I am solving this problem using NLP notebook from Week 4. The dataset is considerably large. Currently I am using a p3.2x large instance. I have been running the notebook for something around 2 hours. I am doing the language modelling portion of the notebook.
My first iteration -
lr = 3e-3 learner.fit(lr, 3, wds=1e-6, cycle_len=1, cycle_mult=2)
[ 0. 4.01247 3.77574]
[ 1. 3.62427 3.37876]
[ 2. 3.54717 3.23648]
[ 3. 3.50206 3.26325]
[ 4. 3.40787 3.13808]
[ 5. 3.37264 3.04037]
[ 6. 3.34219 3.01174]
My second iteration –
lr = 3e-3 learner.fit(lr, 3, wds=1e-6, cycle_len=1, cycle_mult=2)

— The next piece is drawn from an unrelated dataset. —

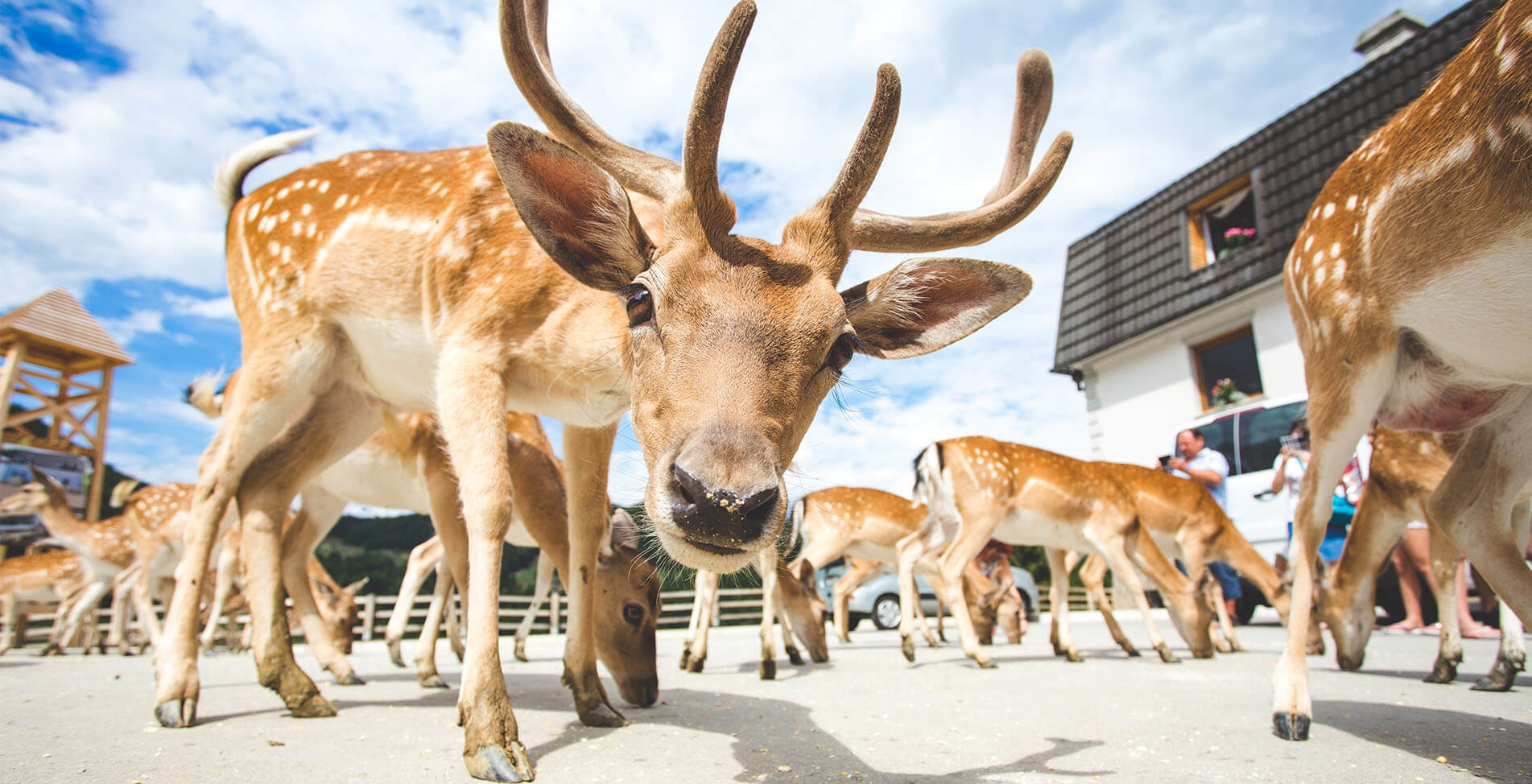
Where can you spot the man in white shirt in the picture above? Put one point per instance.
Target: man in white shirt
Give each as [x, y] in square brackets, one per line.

[0. 3.39474 3.01604] [1. 3.34584 3.07711] [2. 3.30852 2.96716] [3. 3.34519 3.10738] [4. 3.29975 3.01878]
I believe I am suffering from underfitting . One of the ways to improve underfitting is to increase number of hidden layers and another way might be to increase number of activations per layers. I am not sure.
Increasing size of embedding layer might allow to improve the contextual information of each of the word. Does it prevent underfitting?
I am not touching the dropout portion as for now, since I believe the only thing I can do is to dropout more nodes - which would decrease overfitting.
Any ideas for somebody who have tinkered with the parameters?